I have a japanese friend who is doing a graduate thesis on japanese design aesthetics, specifically as they relate to temples and shrines. I remember there was a similar thread on this forum a year or 2 ago picking apart the rakuten websites and similar design ideas, so i mentioned it to her and i think her reply was pretty interesting. specifically she was talking about the ごちゃごちゃ (messy/jumbled-up chaotic) aesthetic, and how this has been present in japanese design going back centuries.
looking at old shinto shrines, you would have a shrine for a cow over here, and a tree with hanging paper thingies of there, and if someone with some money wanted to make a donation they would just find a space for whatever the hell he felt like buying. well this goes on for a while and you have a space that begins to look kinda crazy. and you could say the same for some Buddhist temples that get crowded with stuff everywhere inside too.
She then connected that to the lack of overall urban planning in japan. you can pretty much put a skyscraper in the middle of a row of tiny shops. there might be a small shrine somewhere in there too. oh and maybe a uniqlo. my western friends think this makes the japanese cities look crazy but if you look carefully this isn't an accident. it really runs throughout the country to a large extent.
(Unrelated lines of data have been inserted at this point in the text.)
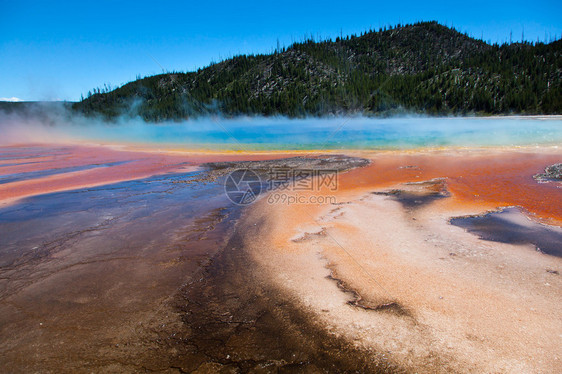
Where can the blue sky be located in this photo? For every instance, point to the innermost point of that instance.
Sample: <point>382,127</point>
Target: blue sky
<point>58,50</point>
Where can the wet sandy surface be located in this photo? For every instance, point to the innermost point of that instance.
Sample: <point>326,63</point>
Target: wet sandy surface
<point>143,275</point>
<point>383,267</point>
<point>156,271</point>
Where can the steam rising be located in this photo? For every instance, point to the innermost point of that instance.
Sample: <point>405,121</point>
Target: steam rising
<point>258,133</point>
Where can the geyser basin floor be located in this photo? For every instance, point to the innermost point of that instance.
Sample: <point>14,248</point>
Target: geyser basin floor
<point>154,275</point>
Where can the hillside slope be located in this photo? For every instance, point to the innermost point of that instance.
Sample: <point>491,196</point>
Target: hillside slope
<point>423,68</point>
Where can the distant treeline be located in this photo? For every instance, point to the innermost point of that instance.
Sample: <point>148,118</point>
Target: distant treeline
<point>423,68</point>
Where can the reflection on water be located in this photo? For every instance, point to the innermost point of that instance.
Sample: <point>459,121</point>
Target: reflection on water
<point>83,268</point>
<point>311,133</point>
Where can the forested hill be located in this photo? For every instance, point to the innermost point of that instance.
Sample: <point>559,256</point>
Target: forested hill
<point>424,68</point>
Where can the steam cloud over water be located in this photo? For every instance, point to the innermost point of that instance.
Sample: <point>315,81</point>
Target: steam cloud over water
<point>258,133</point>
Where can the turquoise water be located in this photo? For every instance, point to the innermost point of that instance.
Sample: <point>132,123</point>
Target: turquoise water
<point>319,133</point>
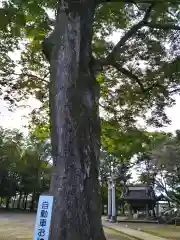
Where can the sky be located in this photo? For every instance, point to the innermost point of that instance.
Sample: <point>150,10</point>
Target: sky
<point>19,118</point>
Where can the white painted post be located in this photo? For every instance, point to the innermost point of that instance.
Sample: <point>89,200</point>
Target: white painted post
<point>109,200</point>
<point>43,218</point>
<point>113,218</point>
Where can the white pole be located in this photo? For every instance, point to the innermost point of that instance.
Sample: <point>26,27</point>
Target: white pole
<point>113,218</point>
<point>109,200</point>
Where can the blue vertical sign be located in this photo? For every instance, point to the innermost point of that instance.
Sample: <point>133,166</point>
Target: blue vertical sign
<point>43,218</point>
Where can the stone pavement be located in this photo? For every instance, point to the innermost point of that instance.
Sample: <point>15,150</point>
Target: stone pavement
<point>131,232</point>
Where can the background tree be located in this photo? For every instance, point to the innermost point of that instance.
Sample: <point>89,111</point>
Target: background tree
<point>140,72</point>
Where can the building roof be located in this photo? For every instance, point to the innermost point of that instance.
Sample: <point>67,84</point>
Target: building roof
<point>138,192</point>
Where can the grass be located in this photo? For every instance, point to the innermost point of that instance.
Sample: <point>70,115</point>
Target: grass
<point>19,230</point>
<point>167,231</point>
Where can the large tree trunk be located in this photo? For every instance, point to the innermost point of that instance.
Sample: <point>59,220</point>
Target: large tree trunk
<point>75,128</point>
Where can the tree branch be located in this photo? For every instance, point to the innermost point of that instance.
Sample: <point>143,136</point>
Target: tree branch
<point>129,34</point>
<point>162,26</point>
<point>129,74</point>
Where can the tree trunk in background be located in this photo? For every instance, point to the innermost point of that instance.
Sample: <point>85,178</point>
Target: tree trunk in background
<point>19,200</point>
<point>75,128</point>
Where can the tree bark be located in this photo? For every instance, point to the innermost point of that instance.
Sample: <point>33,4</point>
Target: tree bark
<point>75,128</point>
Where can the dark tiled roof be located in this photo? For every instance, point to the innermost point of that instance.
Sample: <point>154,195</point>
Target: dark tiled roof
<point>138,193</point>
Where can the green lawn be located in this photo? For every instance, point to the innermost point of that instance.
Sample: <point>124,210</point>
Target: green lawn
<point>14,229</point>
<point>167,231</point>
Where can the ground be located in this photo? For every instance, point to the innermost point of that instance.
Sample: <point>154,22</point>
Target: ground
<point>20,226</point>
<point>167,231</point>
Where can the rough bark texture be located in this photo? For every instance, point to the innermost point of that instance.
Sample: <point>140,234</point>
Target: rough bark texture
<point>75,128</point>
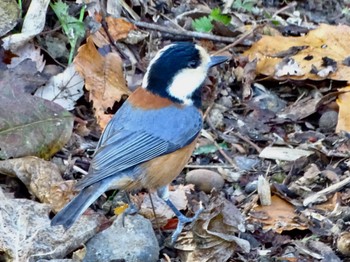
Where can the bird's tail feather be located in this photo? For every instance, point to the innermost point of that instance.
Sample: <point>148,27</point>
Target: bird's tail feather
<point>72,211</point>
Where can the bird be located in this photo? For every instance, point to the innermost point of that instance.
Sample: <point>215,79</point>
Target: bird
<point>150,139</point>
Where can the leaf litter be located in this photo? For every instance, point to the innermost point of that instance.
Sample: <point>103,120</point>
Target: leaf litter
<point>282,101</point>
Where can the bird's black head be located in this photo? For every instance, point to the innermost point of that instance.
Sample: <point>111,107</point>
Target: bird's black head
<point>178,71</point>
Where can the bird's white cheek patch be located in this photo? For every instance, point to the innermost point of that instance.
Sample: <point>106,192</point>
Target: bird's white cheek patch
<point>186,82</point>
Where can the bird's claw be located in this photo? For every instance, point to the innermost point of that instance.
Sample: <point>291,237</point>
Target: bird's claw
<point>183,220</point>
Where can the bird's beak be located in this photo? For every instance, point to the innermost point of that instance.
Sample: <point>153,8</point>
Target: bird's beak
<point>215,60</point>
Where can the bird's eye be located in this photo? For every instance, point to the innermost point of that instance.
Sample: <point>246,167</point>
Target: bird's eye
<point>193,64</point>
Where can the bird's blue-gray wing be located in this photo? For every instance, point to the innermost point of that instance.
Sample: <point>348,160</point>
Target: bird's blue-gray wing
<point>143,136</point>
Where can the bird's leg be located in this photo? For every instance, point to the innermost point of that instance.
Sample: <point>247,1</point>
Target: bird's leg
<point>131,210</point>
<point>163,193</point>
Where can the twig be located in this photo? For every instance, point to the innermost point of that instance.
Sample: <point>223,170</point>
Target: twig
<point>209,166</point>
<point>184,32</point>
<point>247,140</point>
<point>76,168</point>
<point>292,4</point>
<point>239,40</point>
<point>318,195</point>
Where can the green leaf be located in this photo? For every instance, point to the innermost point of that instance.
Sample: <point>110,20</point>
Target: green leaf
<point>29,125</point>
<point>245,5</point>
<point>208,149</point>
<point>219,17</point>
<point>72,27</point>
<point>202,24</point>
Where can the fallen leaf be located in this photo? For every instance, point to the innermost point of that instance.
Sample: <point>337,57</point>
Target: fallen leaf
<point>24,77</point>
<point>9,16</point>
<point>103,78</point>
<point>28,51</point>
<point>343,102</point>
<point>33,24</point>
<point>279,216</point>
<point>163,212</point>
<point>42,178</point>
<point>323,52</point>
<point>63,89</point>
<point>214,235</point>
<point>284,153</point>
<point>118,28</point>
<point>26,234</point>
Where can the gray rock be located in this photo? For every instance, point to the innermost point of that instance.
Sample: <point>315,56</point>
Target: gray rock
<point>136,241</point>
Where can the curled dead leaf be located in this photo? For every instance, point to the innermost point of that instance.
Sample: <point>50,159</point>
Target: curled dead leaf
<point>214,236</point>
<point>42,178</point>
<point>104,78</point>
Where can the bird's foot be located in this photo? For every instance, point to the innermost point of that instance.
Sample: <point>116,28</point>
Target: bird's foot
<point>183,220</point>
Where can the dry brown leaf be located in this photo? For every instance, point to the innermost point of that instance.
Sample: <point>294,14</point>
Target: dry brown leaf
<point>163,212</point>
<point>118,28</point>
<point>343,102</point>
<point>26,234</point>
<point>42,178</point>
<point>313,56</point>
<point>214,234</point>
<point>279,216</point>
<point>103,78</point>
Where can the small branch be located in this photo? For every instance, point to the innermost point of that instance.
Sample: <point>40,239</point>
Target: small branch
<point>239,40</point>
<point>209,166</point>
<point>324,192</point>
<point>184,32</point>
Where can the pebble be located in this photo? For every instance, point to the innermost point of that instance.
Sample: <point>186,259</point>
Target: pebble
<point>205,180</point>
<point>328,121</point>
<point>135,241</point>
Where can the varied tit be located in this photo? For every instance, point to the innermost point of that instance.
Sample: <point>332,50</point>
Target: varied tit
<point>150,139</point>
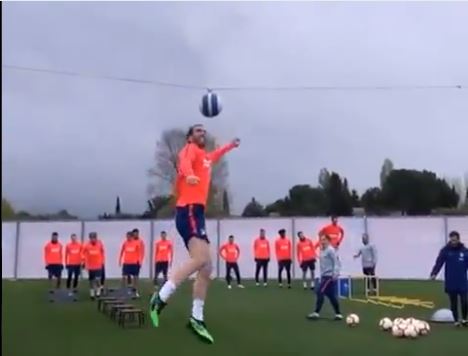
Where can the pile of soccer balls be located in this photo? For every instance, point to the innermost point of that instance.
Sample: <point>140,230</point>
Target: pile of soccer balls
<point>409,328</point>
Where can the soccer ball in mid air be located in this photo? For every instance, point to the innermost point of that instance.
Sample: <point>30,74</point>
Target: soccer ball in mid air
<point>210,105</point>
<point>352,320</point>
<point>386,324</point>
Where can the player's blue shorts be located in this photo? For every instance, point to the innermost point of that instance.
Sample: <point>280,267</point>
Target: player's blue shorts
<point>54,270</point>
<point>74,269</point>
<point>132,269</point>
<point>190,222</point>
<point>94,274</point>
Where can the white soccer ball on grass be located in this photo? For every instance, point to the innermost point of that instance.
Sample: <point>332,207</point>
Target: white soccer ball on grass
<point>352,320</point>
<point>410,332</point>
<point>385,324</point>
<point>397,331</point>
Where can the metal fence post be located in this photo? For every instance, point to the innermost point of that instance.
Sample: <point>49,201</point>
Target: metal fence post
<point>218,241</point>
<point>17,247</point>
<point>151,249</point>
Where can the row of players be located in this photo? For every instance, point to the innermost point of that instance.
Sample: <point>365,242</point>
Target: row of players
<point>91,256</point>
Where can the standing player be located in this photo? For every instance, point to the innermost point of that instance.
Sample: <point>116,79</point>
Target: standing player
<point>129,259</point>
<point>334,231</point>
<point>137,237</point>
<point>230,252</point>
<point>306,256</point>
<point>455,258</point>
<point>103,269</point>
<point>163,254</point>
<point>73,261</point>
<point>283,249</point>
<point>368,254</point>
<point>192,184</point>
<point>262,257</point>
<point>329,271</point>
<point>93,254</point>
<point>53,258</point>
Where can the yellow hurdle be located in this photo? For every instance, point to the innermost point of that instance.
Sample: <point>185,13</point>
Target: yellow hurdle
<point>374,297</point>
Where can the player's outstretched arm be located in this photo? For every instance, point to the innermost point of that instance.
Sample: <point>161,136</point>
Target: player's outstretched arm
<point>216,155</point>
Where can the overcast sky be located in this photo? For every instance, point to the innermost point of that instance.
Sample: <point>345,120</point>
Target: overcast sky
<point>76,143</point>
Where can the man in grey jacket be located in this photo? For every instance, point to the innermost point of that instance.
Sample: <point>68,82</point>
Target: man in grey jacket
<point>368,254</point>
<point>329,272</point>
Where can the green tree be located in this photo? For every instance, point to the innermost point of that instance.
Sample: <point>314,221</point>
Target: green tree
<point>339,197</point>
<point>372,201</point>
<point>226,204</point>
<point>387,167</point>
<point>253,209</point>
<point>324,178</point>
<point>302,200</point>
<point>414,192</point>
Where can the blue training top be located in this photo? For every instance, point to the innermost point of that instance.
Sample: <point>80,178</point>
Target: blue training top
<point>455,259</point>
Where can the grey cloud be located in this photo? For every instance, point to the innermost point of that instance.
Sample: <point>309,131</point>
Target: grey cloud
<point>77,143</point>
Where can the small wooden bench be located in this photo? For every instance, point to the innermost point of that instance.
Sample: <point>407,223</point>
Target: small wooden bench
<point>115,310</point>
<point>131,315</point>
<point>102,300</point>
<point>107,305</point>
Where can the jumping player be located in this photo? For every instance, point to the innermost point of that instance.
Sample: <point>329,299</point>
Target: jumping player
<point>192,188</point>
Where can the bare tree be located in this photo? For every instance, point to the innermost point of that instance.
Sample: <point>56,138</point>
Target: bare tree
<point>387,167</point>
<point>324,178</point>
<point>164,171</point>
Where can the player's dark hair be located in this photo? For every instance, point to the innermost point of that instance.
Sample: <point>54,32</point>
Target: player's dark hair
<point>190,131</point>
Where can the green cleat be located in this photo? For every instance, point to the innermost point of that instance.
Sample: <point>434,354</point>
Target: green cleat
<point>156,306</point>
<point>199,328</point>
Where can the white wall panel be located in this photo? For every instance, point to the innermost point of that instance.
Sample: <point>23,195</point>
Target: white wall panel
<point>245,231</point>
<point>113,234</point>
<point>180,251</point>
<point>407,247</point>
<point>353,230</point>
<point>33,237</point>
<point>8,249</point>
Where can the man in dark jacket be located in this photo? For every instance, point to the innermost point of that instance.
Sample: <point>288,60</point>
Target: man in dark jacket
<point>455,258</point>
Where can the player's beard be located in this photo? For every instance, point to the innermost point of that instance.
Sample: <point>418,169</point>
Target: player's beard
<point>200,142</point>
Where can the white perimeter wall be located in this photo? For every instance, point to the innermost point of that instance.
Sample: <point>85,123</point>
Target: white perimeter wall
<point>407,247</point>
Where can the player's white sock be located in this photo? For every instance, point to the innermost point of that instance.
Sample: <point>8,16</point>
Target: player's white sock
<point>197,309</point>
<point>167,290</point>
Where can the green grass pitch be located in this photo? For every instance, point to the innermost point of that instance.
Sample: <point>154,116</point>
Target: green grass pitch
<point>255,321</point>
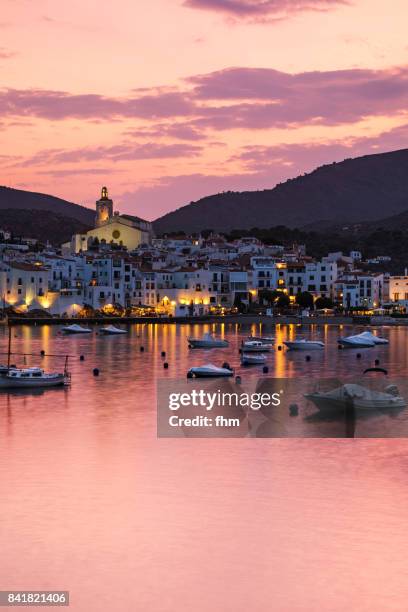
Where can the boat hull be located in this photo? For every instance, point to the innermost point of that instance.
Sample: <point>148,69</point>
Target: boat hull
<point>351,344</point>
<point>208,344</point>
<point>7,382</point>
<point>303,346</point>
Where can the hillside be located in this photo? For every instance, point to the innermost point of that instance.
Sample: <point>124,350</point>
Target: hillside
<point>40,224</point>
<point>18,199</point>
<point>353,190</point>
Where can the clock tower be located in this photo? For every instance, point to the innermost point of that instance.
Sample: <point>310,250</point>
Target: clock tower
<point>104,208</point>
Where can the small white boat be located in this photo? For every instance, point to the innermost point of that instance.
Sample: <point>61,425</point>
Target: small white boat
<point>28,378</point>
<point>253,359</point>
<point>207,341</point>
<point>112,330</point>
<point>357,341</point>
<point>76,329</point>
<point>209,371</point>
<point>263,339</point>
<point>255,346</point>
<point>357,396</point>
<point>376,339</point>
<point>304,345</point>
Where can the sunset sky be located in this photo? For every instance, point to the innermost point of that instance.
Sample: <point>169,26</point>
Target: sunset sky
<point>169,100</point>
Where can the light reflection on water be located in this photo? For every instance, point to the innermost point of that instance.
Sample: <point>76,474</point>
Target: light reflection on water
<point>94,503</point>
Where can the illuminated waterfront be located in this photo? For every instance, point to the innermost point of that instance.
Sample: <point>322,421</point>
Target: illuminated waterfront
<point>93,502</point>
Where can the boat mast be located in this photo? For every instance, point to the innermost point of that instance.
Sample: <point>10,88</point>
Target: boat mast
<point>9,350</point>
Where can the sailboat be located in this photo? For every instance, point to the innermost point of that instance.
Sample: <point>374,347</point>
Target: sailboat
<point>12,377</point>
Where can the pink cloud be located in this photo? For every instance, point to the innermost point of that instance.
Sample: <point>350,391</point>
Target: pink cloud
<point>58,105</point>
<point>264,167</point>
<point>114,153</point>
<point>256,10</point>
<point>248,98</point>
<point>6,54</point>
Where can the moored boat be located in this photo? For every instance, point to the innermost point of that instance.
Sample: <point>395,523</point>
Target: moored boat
<point>358,397</point>
<point>255,346</point>
<point>253,359</point>
<point>210,371</point>
<point>304,345</point>
<point>356,341</point>
<point>263,339</point>
<point>76,329</point>
<point>112,330</point>
<point>25,378</point>
<point>207,341</point>
<point>376,339</point>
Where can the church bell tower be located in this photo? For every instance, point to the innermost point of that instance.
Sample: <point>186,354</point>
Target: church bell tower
<point>104,208</point>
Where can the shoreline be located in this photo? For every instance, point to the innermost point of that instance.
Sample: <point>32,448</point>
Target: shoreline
<point>232,319</point>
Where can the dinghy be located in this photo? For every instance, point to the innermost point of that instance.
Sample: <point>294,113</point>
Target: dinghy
<point>209,371</point>
<point>357,341</point>
<point>304,345</point>
<point>207,341</point>
<point>357,396</point>
<point>253,359</point>
<point>76,329</point>
<point>29,378</point>
<point>374,338</point>
<point>255,346</point>
<point>112,330</point>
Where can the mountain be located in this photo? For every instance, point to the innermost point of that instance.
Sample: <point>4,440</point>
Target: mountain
<point>354,190</point>
<point>50,226</point>
<point>17,199</point>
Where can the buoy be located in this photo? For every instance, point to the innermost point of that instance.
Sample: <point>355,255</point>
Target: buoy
<point>293,410</point>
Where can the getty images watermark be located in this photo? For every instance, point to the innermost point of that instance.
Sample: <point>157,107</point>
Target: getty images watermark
<point>209,408</point>
<point>265,407</point>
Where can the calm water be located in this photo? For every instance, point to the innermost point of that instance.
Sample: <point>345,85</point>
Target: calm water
<point>93,502</point>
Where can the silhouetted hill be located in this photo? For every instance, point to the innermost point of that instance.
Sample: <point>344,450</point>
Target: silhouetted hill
<point>40,224</point>
<point>354,190</point>
<point>29,200</point>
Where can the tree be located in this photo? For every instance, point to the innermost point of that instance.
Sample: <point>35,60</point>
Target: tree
<point>323,302</point>
<point>305,299</point>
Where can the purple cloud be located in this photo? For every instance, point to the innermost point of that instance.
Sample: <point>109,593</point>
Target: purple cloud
<point>246,98</point>
<point>114,153</point>
<point>179,131</point>
<point>264,167</point>
<point>260,9</point>
<point>270,98</point>
<point>57,105</point>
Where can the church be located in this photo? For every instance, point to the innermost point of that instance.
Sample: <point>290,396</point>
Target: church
<point>111,227</point>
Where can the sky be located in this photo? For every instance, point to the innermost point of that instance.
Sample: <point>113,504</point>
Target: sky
<point>167,101</point>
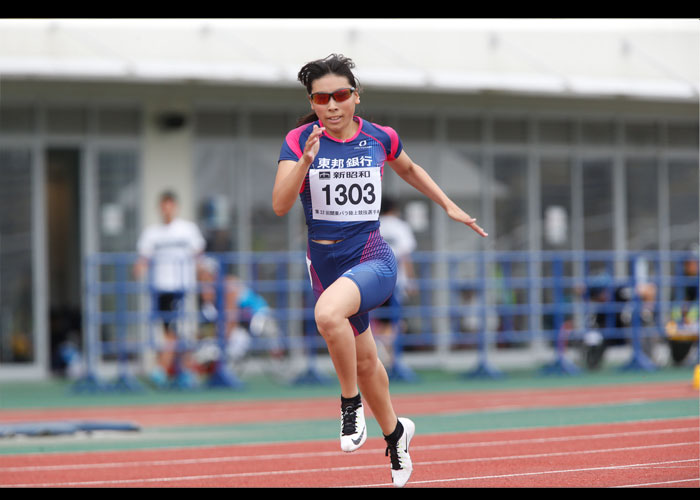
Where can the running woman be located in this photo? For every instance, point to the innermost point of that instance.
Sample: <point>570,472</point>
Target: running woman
<point>334,162</point>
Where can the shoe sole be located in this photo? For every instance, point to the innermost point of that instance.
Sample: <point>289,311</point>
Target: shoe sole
<point>355,446</point>
<point>410,429</point>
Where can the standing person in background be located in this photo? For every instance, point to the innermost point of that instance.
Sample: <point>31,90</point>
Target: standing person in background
<point>168,254</point>
<point>399,235</point>
<point>334,162</point>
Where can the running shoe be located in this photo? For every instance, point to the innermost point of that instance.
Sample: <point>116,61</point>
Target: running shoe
<point>401,465</point>
<point>353,431</point>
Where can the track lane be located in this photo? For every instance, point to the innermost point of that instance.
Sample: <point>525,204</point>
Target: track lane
<point>654,452</point>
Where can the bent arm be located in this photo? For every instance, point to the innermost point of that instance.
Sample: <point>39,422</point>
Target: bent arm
<point>290,175</point>
<point>417,177</point>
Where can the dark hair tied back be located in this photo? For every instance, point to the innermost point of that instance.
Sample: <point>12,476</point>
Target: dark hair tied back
<point>335,64</point>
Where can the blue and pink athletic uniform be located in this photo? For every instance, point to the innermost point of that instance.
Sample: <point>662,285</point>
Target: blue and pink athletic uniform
<point>341,197</point>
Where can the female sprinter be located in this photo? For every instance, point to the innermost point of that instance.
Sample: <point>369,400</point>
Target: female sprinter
<point>334,162</point>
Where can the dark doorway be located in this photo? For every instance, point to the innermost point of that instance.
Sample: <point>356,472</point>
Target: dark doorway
<point>64,253</point>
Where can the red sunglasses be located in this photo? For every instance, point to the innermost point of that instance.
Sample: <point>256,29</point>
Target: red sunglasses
<point>325,97</point>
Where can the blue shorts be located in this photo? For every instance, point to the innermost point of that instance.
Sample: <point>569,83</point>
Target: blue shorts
<point>366,259</point>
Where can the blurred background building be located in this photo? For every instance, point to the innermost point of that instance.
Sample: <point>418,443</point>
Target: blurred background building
<point>556,134</point>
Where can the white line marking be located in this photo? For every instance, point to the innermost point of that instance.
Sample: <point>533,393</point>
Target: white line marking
<point>375,466</point>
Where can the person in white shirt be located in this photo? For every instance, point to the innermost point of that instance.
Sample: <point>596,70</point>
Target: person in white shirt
<point>399,235</point>
<point>168,253</point>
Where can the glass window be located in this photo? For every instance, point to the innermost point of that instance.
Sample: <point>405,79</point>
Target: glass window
<point>214,173</point>
<point>464,130</point>
<point>269,230</point>
<point>215,124</point>
<point>118,200</point>
<point>642,134</point>
<point>597,204</point>
<point>555,188</point>
<point>554,131</point>
<point>598,133</point>
<point>642,204</point>
<point>16,118</point>
<point>119,121</point>
<point>510,202</point>
<point>464,183</point>
<point>508,130</point>
<point>67,120</point>
<point>417,208</point>
<point>416,128</point>
<point>16,291</point>
<point>683,209</point>
<point>682,135</point>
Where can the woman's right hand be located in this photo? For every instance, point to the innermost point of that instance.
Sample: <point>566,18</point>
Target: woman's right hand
<point>313,143</point>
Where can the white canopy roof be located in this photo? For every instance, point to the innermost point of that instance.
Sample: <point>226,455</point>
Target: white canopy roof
<point>638,58</point>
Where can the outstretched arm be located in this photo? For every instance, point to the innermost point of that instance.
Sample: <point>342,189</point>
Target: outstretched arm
<point>417,177</point>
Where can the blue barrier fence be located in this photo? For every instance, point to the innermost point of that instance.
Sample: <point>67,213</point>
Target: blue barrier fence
<point>479,301</point>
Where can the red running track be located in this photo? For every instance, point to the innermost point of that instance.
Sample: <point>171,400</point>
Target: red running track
<point>234,412</point>
<point>633,454</point>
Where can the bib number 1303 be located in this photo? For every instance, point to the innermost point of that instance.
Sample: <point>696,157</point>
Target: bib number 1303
<point>346,194</point>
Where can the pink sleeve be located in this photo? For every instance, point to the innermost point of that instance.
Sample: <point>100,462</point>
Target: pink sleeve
<point>395,148</point>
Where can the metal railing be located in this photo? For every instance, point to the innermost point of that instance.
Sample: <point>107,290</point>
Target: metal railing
<point>478,301</point>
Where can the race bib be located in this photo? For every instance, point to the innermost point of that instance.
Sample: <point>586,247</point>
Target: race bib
<point>347,194</point>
You could also say it is partly related to the 使い捨て(use and throw away) mentality of most japanese people. buildings there generally get demolished after 20 years of use, so what is the point of planning if buildings have such a turnover. well you extrapolate from that idea and you just have this continual chaotic accumulation that becomes an overriding principle, an aesthetic end as opposed to a means.
(here's a nice podcast talking about the 使い捨て approach to buildings and the strangeness that brings to real estate in japan generally:
http://freakonomics.com/2014/02/27/why-a...podcast-3/ )
and then you take all of that and fast-forward to today, and you get shinjuku biklo (BIC camera & Uniqlo in one store). in their advertising they actually use the phrase 素晴らしくゴッチャゴッチャ (splendidly jumbled and chaotic). and that themesong is always running in the background making you feel as hyper and crazy as the space you're in.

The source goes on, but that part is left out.